Growth is still possible.
“Six years ago, when we again avoided relegation, we took the decision to invest in infrastructure after 15 years of non-investment. We took over the stadium which was in the hands of the city, of so that new sources of income have appeared. We have invested in the youth department. .
“The club is on another level at the moment.”
Trapp echoes that sentiment after seeing it for himself since returning from PSG for his second spell at the club.

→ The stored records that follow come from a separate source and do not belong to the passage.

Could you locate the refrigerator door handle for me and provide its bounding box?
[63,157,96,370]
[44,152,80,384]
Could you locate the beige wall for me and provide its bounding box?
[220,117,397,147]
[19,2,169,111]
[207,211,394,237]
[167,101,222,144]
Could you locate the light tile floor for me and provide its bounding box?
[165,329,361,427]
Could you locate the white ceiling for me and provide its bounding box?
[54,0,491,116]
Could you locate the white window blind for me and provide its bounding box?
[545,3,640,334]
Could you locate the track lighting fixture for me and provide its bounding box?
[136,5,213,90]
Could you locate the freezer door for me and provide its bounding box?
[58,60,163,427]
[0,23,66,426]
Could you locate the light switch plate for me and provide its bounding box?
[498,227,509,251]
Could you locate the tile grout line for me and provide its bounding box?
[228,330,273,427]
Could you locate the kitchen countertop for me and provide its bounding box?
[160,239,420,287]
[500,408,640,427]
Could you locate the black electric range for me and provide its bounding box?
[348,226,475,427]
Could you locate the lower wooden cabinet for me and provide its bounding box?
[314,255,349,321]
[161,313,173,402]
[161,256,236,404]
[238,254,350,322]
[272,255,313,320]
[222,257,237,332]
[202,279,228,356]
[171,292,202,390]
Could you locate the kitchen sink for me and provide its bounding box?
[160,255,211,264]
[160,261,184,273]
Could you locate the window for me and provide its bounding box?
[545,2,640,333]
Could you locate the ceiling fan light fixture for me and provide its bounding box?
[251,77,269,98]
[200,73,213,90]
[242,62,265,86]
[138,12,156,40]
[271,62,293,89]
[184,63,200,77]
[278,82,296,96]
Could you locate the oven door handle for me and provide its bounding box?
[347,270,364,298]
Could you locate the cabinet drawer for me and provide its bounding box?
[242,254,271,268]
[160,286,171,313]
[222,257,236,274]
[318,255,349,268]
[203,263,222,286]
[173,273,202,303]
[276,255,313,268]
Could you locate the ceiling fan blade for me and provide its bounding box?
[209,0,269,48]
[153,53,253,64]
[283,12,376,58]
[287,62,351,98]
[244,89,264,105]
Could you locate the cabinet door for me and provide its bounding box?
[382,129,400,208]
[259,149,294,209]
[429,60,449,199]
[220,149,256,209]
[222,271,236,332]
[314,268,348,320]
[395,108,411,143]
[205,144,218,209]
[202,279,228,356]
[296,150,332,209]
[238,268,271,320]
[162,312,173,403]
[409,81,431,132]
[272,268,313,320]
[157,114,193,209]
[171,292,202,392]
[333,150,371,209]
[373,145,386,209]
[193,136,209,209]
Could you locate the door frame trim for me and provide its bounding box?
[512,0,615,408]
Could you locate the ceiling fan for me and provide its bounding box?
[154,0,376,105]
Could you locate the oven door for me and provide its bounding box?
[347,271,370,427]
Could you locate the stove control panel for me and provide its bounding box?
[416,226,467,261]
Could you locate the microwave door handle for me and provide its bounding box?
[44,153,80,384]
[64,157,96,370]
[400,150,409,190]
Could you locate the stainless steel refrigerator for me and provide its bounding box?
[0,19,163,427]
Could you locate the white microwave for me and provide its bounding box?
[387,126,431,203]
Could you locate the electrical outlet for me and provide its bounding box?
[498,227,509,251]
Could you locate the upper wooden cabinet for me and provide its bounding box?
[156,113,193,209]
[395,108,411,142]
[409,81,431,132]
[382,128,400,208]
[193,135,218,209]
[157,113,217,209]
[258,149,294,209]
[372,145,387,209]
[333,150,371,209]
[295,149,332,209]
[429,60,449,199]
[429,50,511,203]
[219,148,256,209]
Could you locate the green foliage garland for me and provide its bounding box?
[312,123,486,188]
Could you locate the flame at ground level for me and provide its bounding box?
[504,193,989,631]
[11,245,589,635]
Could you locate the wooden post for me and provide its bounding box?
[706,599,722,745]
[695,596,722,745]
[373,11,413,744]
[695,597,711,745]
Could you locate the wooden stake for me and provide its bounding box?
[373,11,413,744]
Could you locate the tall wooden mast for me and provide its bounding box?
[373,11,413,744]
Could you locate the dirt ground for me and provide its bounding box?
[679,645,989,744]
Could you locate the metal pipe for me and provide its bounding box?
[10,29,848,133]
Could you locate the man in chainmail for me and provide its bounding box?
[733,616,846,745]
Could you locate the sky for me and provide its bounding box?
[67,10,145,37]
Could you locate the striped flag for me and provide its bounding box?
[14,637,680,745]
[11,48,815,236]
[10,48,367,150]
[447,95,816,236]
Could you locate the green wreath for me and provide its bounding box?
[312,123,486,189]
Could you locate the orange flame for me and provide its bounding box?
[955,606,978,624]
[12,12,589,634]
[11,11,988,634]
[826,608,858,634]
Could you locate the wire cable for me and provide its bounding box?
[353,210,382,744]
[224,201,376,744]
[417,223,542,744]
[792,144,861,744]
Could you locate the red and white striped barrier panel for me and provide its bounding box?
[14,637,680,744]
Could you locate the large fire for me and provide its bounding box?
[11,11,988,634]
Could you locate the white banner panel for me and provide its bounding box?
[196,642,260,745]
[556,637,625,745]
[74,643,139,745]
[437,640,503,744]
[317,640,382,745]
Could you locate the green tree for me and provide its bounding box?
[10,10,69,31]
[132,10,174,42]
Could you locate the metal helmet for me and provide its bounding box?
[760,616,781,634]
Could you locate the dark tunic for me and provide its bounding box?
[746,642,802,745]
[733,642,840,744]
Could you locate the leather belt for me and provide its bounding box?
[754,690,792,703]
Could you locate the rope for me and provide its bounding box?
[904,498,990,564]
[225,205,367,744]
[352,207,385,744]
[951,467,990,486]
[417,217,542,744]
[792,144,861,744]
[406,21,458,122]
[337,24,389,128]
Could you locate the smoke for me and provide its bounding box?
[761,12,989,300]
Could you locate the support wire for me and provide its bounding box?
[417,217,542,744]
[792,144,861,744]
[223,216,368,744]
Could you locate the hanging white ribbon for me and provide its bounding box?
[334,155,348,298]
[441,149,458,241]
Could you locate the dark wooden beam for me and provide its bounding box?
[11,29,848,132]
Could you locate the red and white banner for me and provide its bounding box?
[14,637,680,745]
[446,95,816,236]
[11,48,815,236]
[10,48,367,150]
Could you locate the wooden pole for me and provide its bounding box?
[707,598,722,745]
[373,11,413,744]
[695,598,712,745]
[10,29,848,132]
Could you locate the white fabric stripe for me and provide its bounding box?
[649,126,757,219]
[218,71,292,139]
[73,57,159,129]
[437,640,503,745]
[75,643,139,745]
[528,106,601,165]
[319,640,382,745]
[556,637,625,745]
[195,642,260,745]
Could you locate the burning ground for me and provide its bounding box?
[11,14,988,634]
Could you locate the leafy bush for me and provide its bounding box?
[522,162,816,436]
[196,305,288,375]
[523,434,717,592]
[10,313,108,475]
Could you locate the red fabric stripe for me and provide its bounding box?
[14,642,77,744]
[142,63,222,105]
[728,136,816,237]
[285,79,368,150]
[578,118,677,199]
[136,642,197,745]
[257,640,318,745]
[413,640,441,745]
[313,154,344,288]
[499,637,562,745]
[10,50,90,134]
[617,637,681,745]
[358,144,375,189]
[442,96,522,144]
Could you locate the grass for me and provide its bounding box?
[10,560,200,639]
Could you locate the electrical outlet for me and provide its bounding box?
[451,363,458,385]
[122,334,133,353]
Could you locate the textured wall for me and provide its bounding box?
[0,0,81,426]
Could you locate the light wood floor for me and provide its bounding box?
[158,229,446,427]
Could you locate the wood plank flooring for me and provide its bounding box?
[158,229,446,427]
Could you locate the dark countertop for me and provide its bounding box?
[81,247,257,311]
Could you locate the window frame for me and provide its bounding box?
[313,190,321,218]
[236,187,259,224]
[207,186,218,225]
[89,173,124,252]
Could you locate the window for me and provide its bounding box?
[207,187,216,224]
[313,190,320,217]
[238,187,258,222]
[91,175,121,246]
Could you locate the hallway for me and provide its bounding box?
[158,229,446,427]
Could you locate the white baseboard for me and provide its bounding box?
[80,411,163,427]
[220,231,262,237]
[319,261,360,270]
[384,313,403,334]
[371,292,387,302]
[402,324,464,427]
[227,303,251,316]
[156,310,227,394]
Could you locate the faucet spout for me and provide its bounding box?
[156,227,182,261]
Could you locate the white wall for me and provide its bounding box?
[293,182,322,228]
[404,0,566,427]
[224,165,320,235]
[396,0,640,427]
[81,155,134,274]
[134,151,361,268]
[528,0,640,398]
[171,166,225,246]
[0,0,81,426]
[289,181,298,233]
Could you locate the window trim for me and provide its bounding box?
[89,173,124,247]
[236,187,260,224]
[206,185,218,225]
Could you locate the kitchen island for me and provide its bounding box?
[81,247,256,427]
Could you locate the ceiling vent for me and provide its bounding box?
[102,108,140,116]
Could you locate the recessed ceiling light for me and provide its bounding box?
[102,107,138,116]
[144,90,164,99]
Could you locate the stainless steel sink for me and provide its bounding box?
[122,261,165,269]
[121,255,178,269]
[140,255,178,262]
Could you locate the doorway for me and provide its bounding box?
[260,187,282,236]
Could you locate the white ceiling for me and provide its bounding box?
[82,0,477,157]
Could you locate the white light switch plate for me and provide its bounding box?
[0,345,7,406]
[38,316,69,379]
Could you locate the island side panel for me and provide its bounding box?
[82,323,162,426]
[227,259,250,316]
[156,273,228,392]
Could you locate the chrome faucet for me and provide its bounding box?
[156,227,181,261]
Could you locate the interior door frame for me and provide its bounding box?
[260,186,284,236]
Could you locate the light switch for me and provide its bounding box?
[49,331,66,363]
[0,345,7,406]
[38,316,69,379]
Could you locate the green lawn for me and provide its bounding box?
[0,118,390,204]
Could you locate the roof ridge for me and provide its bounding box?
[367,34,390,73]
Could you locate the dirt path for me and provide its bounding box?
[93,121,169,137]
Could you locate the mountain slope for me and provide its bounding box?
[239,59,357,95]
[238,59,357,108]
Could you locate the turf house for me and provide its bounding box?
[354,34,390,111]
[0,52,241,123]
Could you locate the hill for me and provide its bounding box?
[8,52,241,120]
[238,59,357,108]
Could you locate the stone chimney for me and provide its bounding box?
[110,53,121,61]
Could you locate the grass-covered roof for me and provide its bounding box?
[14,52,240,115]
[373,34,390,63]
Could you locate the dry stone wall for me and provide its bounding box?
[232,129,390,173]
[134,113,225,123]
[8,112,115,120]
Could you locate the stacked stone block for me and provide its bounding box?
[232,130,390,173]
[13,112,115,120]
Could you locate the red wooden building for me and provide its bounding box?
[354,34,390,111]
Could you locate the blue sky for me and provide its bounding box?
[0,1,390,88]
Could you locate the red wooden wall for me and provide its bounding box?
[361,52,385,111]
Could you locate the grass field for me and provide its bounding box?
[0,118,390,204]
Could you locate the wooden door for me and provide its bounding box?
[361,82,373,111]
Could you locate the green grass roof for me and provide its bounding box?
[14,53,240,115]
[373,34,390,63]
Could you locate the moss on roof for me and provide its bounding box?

“When I left Frankfurt it was a club fighting not to be relegated. The facilities here are much better now than before, the infrastructure, everything. Also the goals have changed. You aim for more high now for different goals. This club has grown.”
There are limits, of course. Silva’s sale was neither the first nor the last.
“It’s not that easy,” says Krosche. “On the one hand, when you succeed, everyone is happy. That’s what you work for. But when you achieve something big like we did in the Europa League, it’s natural that our players arouse the interest of other teams.
“At a club like Eintracht Frankfurt you have to decide if a player should leave or you can convince him to stay. It’s not easy because the impact of coronavirus has been huge on our income. It was a big challenge to deal with this situation.
“One of our sources of income is transfers. If the development of the player is faster than the development of the club, we have to find the right number. It’s part of our history to find new players and to develop them. develop. It’s part of the business and we have to be prepared.”
But in the meantime, there is potential for glory.
“It’s all about us now,” says Hauge. “We have to create our own history and make sure the next generation of Frankfurt fans will remember our names.”
The Norwegian arrived from AC Milan but he hasn’t experienced anything like this before. “Here, it’s something else,” he adds. “The fans are amazing, even when we struggle in games I still have 55,000 people supporting me.”
How many will travel to the club’s first European final in 42 years? No one is sure. But, like their opponents the Rangers, he could be even more than that.
“I can promise you that a lot of people will join us in Sevilla,” Krosche added.
“I don’t know how many people will stay in Frankfurt.”